New Robot Electrical Design Updates

PCB Stack Design Underway!

Over the past few weeks, we’ve been deep in the process of redesigning our robot’s electronics from the ground up. Instead of continuing to patch together incremental fixes on top of last year’s FAILING jumper wires and bus bars, we decided it was time to step back and rethink the entire system architecture. Our goals are simple: make everything modular, reliable, and easy to service. If something breaks during testing or at competition, we want to swap a board in minutes—not spend hours tracing wires or re-soldering connections. That mindset has shaped every design decision we’ve made for this new PCB stack.

The PDB

At the heart of the redesign is a dedicated power distribution board. Rather than scattering regulators and protection across multiple boards, we now take battery input at one central point and generate all the voltages the system needs from there. The board distributes several rails, including raw battery voltage along with regulated 7 V, 5 V, and 3.3 V lines, with flexibility to add others if future subsystems require them. We’re treating this board as the foundation of the entire electrical system, so we’re building in protection and observability everywhere: fuses on each rail, power LEDs for quick visual checks, and plenty of test points so we can probe voltages without digging through wiring. The idea is that if something goes wrong, it should be obvious where the problem is.

Daughter Boards

From there, we’re moving to a backplane-style architecture. Smaller daughterboards plug directly into the PDB. Each daughterboard handles a specific function—sensing actuation, acoustics, or ESC control—and can be removed or replaced independently. This approach keeps the system organized and makes upgrades much easier. If we redesign the sensor board or add a new subsystem, we don’t have to touch the rest of the stack. It also helps isolate noisy components from sensitive ones, which should improve overall signal integrity.

Actuation Board Schematic

On the actuation side, we’re consolidating all motor and servo control onto a dedicated board. This board interfaces between the main computer and the motor controllers, managing the logic needed to translate high-level commands into individual motor signals. It also distributes power locally for servos and smaller motors, which reduces the number of long power runs throughout the robot. The goal is to keep the connection to the main computer as simple as possible—ideally just one clean communication link—while everything else happens locally on the actuation board.

The sensor board is focused on environmental sensing and low-noise electronics.
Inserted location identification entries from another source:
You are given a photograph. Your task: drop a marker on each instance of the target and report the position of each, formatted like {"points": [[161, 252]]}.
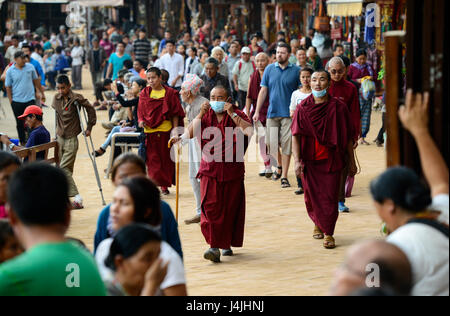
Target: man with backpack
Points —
{"points": [[242, 71]]}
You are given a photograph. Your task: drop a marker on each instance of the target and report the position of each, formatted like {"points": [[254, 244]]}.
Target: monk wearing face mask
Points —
{"points": [[225, 136], [322, 138]]}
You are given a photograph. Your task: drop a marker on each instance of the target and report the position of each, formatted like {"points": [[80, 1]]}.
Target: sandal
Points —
{"points": [[317, 233], [277, 175], [285, 183], [329, 242]]}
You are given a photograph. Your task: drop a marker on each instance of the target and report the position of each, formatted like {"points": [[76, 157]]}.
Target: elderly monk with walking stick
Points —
{"points": [[225, 133], [159, 114], [345, 91]]}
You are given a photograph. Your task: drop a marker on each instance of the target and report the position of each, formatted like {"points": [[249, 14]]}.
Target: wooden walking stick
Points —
{"points": [[178, 181]]}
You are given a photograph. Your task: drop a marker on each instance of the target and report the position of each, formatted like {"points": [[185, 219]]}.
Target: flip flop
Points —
{"points": [[285, 183], [277, 175], [329, 242], [317, 233]]}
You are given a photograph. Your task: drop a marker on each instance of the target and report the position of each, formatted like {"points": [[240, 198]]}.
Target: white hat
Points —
{"points": [[246, 50]]}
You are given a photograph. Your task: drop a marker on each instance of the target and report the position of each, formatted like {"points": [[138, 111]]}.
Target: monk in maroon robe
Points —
{"points": [[225, 133], [321, 140], [345, 91], [159, 112]]}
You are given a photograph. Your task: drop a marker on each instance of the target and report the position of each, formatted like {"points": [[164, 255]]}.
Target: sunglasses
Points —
{"points": [[335, 72]]}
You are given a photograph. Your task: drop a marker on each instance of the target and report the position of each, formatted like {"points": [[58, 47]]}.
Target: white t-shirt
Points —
{"points": [[77, 55], [175, 270], [427, 250], [297, 98], [440, 203]]}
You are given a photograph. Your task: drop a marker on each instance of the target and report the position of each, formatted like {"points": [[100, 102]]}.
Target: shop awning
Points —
{"points": [[344, 7], [101, 3]]}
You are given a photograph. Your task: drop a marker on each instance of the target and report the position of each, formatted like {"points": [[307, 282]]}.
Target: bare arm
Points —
{"points": [[108, 72], [414, 116]]}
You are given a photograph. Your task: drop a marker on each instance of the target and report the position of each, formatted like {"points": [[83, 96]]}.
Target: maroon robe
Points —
{"points": [[153, 112], [253, 92], [345, 91], [328, 124], [222, 184]]}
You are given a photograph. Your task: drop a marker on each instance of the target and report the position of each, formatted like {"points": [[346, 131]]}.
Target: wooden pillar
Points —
{"points": [[393, 77]]}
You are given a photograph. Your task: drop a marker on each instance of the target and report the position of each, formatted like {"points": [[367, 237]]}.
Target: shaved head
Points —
{"points": [[336, 61], [262, 55], [337, 69], [261, 61]]}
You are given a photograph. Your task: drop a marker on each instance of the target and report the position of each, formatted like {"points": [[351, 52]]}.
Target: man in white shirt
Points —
{"points": [[191, 61], [9, 55], [403, 204], [174, 64], [77, 64], [37, 51]]}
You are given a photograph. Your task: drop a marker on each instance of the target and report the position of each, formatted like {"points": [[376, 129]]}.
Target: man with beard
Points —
{"points": [[280, 80]]}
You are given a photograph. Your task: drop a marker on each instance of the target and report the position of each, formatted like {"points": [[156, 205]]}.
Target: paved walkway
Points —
{"points": [[279, 256]]}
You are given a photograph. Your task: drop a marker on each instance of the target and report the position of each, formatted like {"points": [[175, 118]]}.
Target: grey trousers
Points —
{"points": [[76, 76]]}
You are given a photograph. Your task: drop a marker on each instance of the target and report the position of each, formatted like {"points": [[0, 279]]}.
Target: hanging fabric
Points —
{"points": [[322, 21]]}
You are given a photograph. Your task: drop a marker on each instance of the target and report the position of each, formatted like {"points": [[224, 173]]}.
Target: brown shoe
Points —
{"points": [[193, 220], [329, 242], [317, 233]]}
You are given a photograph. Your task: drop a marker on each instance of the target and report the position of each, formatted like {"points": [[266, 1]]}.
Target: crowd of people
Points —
{"points": [[281, 93]]}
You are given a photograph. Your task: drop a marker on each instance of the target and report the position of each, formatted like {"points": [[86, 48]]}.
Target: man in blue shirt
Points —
{"points": [[23, 88], [280, 80], [39, 134], [116, 61], [26, 49]]}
It handles things like temperature, humidity, and pressure sensors, along with any required level shifting or conditioning. Keeping these components on their own board protects them from electrical noise generated by motors and high-current systems. It also makes development easier, since we can iterate on sensors without worrying about the rest of the robot’s electronics.

One of the biggest improvements is how we’re handling the thrusters and their controllers. Instead of wiring each controller individually, we’re designing plug-and-play backplanes that hold multiple units at once. Each controller sits on a small adapter board that plugs into the backplane through a standardized connector carrying both power and signals. If one fails, we can simply unplug it and drop in a replacement without touching the rest of the system. This not only makes maintenance faster but also keeps the wiring neat and repeatable. We’re spending a lot of time choosing connectors that can handle both high current and lots of signal lines while remaining mechanically robust and easy to use.

Throughout the design process, we’ve also been thinking carefully about manufacturability. Wherever possible, we’re selecting parts that can be sourced and assembled through PCB assembly services so we can have boards delivered fully populated. That means less hand soldering, fewer assembly mistakes, and faster iteration. Instead of spending days building boards ourselves, we can focus more time on testing and improving the system.

Overall, this redesign is less about adding flashy new features and more about building a solid foundation. We want a system that’s easy to understand, easy to debug, and resilient to the kind of abuse that inevitably happens during testing and competition. By moving to a modular PCB stack with dedicated power distribution, backplanes, and swappable daughterboards, we’re turning what used to be a tangled mess of wires into something that feels like a real, engineered system. It’s been a lot of work, but we’re excited about where it’s heading—and even more excited for the day when fixing a problem means swapping a board instead of staying up all night with a soldering iron.

Excited for the future of Duke Robotics’ Electrical Stack!